Dennis Gorelikdennisgorelik on September 28th, 2011 04:23 pm (UTC)
Of course AI would have its own wishes (goals). Without such wishes it won't be able to function.
Then natural selection would make sure that only AIs that have sufficient self-preservation goals would survive.
Human bodies are likely left behind.

How could you take humans out of the process of human life span research? AIs would need to validate their theories somehow, right?
mehanizatormehanizator on September 28th, 2011 04:28 pm (UTC)
AI is just an algorithm, what natural selection are you talking about? there can be no goals except predefined by humans.
Dennis Gorelikdennisgorelik on September 28th, 2011 04:35 pm (UTC)
For starters different people would put different goals into AI systems that they design.
Systems that would have self-preservation goals would survive better.
Systems that have self-replicating goals would have even better chance of surviving.
That's how natural selection works.
mehanizatormehanizator on September 28th, 2011 04:37 pm (UTC)
survive what?
Dennis Gorelikdennisgorelik on September 28th, 2011 04:39 pm (UTC)

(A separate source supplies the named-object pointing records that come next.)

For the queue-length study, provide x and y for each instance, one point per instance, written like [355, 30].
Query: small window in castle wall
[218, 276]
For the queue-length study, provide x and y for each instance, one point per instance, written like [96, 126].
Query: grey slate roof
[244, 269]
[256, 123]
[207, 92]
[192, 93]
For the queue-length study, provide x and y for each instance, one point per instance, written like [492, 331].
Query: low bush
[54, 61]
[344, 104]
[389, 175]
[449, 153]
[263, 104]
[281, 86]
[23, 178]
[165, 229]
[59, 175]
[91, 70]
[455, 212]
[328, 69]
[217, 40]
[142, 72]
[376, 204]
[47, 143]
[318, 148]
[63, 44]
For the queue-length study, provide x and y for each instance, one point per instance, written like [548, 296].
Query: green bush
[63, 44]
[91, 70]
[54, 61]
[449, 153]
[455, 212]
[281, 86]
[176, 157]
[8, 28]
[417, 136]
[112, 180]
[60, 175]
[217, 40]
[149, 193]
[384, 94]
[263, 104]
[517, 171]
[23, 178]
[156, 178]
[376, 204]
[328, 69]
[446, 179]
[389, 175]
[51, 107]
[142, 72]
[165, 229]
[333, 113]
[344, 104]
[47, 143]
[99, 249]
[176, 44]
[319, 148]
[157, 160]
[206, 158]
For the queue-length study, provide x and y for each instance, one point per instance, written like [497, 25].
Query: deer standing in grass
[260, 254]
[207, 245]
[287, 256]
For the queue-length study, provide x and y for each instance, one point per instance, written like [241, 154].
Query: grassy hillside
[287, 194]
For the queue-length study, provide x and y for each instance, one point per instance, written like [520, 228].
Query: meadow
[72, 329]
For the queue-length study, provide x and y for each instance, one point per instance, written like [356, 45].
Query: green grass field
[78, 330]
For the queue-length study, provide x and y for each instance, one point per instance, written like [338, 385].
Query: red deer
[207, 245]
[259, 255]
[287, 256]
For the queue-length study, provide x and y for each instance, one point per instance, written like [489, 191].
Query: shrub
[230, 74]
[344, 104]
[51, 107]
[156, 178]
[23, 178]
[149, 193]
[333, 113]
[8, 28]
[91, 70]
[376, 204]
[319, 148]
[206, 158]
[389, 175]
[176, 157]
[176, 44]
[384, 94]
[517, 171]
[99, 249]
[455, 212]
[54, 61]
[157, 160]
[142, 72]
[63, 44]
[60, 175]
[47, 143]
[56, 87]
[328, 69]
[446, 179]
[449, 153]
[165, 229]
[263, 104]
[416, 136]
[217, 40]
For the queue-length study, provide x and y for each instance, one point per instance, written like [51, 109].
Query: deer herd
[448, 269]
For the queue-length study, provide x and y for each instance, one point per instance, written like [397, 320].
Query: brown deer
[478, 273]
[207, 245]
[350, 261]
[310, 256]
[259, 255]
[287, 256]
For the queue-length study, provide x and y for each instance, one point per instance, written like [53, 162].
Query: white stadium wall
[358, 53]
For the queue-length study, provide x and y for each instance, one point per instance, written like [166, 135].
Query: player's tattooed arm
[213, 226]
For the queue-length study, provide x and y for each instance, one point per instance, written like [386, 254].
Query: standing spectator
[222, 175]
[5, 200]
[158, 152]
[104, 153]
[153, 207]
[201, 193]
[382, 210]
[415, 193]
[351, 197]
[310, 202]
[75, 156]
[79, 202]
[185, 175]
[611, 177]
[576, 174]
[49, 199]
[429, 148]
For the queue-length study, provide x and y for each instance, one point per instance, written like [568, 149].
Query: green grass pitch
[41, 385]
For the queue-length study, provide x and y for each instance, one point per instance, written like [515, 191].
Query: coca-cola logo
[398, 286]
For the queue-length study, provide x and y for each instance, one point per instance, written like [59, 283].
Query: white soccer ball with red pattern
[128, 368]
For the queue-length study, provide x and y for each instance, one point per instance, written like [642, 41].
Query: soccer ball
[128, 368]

Survive competition for the resources (e.g. electrical power, better hardware, repair parts).
Denis Novaktaganay on September 28th, 2011 01:34 pm (UTC)
Live expectancy for the age of 0 in 1850 was 38.3, in 2004 - 75.7.
So thanks to progress your chances to be alive at age of 80 are much much more than it was in 1850.
I believe live expectancy at the age of 120 now may be that the same or even worse than it was 100 years ago, so do it mean that people will live same number of years now as it was in 1850? Definitely not.
Dennis Gorelikdennisgorelik on September 28th, 2011 01:53 pm (UTC)
Considering that I'm 36 now, life expectancy at birth is not really relevant to me now.
My point here is that technical progress significantly improved life expectancy of newborns and teenagers.
But did not really extend much maximum life span for humans.
Denis Novaktaganay on September 28th, 2011 01:57 pm (UTC)
I am afraid there are system limitations in our body which may be very little affected by technical progress. So progress will help you to use all resources of your body, but it will not add new ones.
Dennis Gorelikdennisgorelik on September 28th, 2011 02:06 pm (UTC)
Yes, it looks like that.

I'd add that these body age limitations are not mistakes/omissions, but were intended by evolution (to avoid stagnation in human society).